L’élu suggère que les noms d’Étienne Tshisekedi et de Félix Tshilombo, figures emblématiques de l’histoire politique récente de la RDC, y soient inscrits en reconnaissance de leurs sacrifices et de leur engagement pour le pays.
Selon le député Nyamangyoku, « les efforts et les luttes de ces deux leaders transcendent les horizons et méritent d’être immortalisés dans l’un des symboles les plus prestigieux de notre nation ». Il estime que cette modification serait un acte de mémoire et de reconnaissance nationale, renforçant le sentiment d’unité et d’appartenance au sein des Congolais.
La proposition a immédiatement suscité de vives réactions dans le pays. Certains Congolais soutiennent l’initiative, arguant que l’histoire contemporaine de la RDC ne peut être dissociée des combats menés par Étienne Tshisekedi pour la démocratie et la défense des droits du peuple. D’autres, en revanche, critiquent cette démarche, estimant que l’hymne national doit rester un symbole neutre et rassembleur, sans référence à des personnalités politiques spécifiques.
Des spécialistes en droit constitutionnel rappellent que toute modification de l’hymne national nécessiterait non seulement l’adoption d’une loi au Parlement, mais également une large consultation populaire afin d’assurer l’adhésion de la population.
« L’hymne national est un patrimoine collectif, il doit refléter l’identité de tous les Congolais et non les opinions ou préférences politiques d’une minorité », souligne un juriste basé à Kinshasa.

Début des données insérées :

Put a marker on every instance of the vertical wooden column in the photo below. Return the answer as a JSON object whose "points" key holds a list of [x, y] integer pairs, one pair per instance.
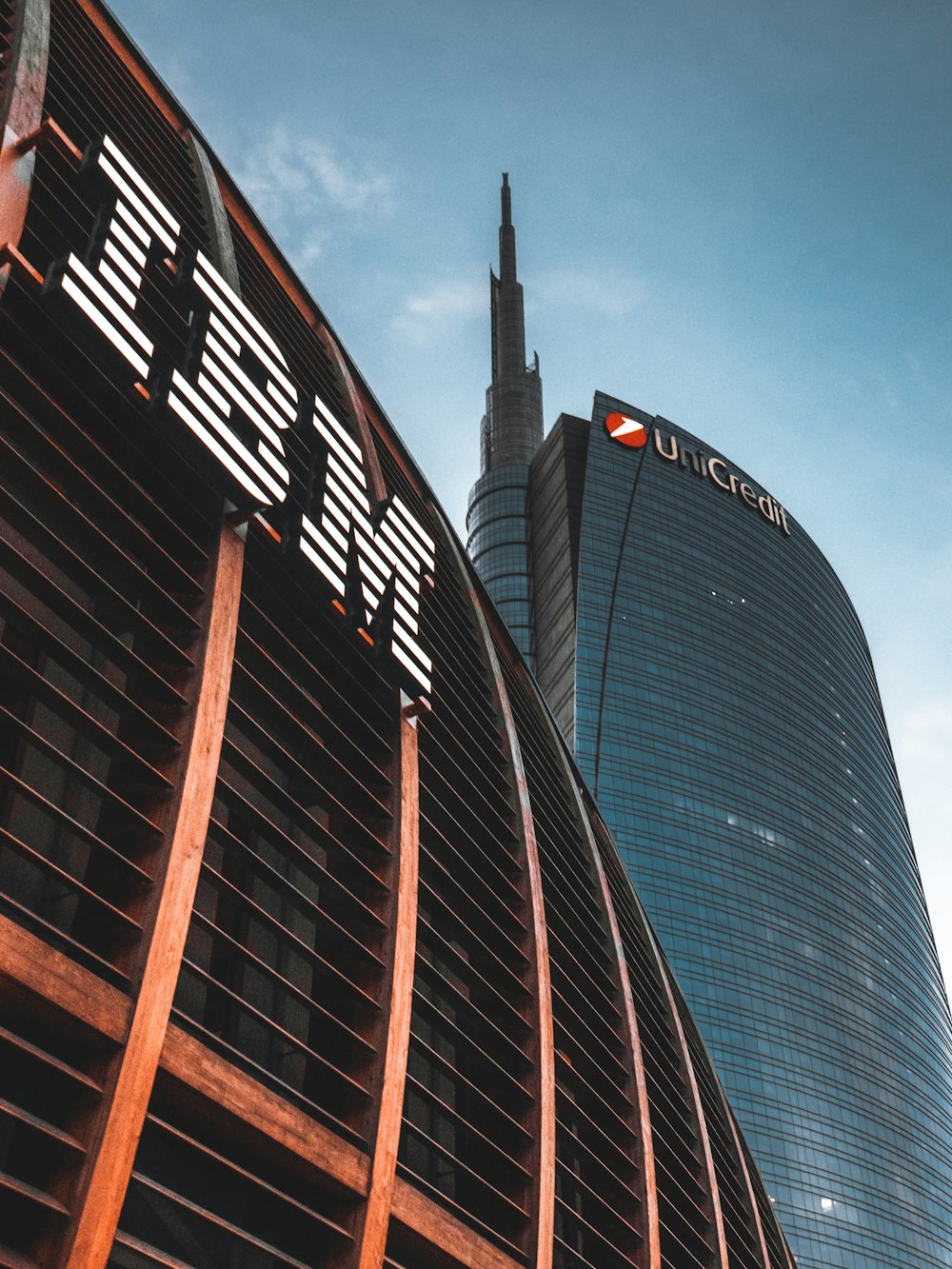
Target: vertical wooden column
{"points": [[110, 1164], [373, 1221], [723, 1261], [545, 1173], [21, 117], [651, 1258]]}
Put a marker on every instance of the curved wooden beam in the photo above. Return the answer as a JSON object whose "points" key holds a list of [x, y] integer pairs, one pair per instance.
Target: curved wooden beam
{"points": [[109, 1168], [545, 1173], [221, 245], [379, 490], [723, 1260], [748, 1183], [371, 1234], [649, 1188], [21, 117]]}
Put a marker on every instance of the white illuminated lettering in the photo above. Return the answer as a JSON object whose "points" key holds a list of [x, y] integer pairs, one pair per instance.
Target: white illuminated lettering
{"points": [[236, 396], [221, 386], [398, 552], [107, 287]]}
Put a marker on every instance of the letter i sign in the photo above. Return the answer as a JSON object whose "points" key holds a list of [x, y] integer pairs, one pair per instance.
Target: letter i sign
{"points": [[625, 430]]}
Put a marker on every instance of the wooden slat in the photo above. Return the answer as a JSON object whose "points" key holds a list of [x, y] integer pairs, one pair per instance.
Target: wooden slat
{"points": [[33, 964], [375, 1219], [198, 1067], [432, 1222], [545, 1169], [109, 1173], [21, 114]]}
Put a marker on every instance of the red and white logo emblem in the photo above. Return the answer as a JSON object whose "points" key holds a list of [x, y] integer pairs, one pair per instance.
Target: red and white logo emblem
{"points": [[625, 430]]}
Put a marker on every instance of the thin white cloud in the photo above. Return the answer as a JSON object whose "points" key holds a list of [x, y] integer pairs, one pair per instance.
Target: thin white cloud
{"points": [[601, 289], [426, 313], [305, 190]]}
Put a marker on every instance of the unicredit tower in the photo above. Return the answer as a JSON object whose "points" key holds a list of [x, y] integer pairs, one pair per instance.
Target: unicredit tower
{"points": [[708, 669]]}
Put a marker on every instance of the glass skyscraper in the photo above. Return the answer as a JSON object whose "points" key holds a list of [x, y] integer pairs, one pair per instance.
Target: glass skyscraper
{"points": [[706, 664]]}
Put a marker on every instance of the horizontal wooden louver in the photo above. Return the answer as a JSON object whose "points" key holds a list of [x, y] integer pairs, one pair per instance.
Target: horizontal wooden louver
{"points": [[597, 1203], [466, 1136], [121, 587], [205, 1193], [52, 1085], [286, 951]]}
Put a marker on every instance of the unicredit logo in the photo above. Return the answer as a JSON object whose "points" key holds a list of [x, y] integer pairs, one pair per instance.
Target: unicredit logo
{"points": [[625, 430]]}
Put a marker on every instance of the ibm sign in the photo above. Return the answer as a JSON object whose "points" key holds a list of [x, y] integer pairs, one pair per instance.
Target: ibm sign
{"points": [[373, 557]]}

Cette initiative relance le débat sur la mémoire et le rôle des figures politiques dans la construction de l’identité nationale. Les prochaines semaines seront déterminantes pour savoir si la proposition sera examinée en commission parlementaire et, éventuellement, débattue en séance plénière.
En attendant, les réseaux sociaux restent le théâtre d’échanges passionnés : hashtags, sondages et commentaires témoignent d’un pays partagé entre hommage et prudence dans le traitement des symboles nationaux.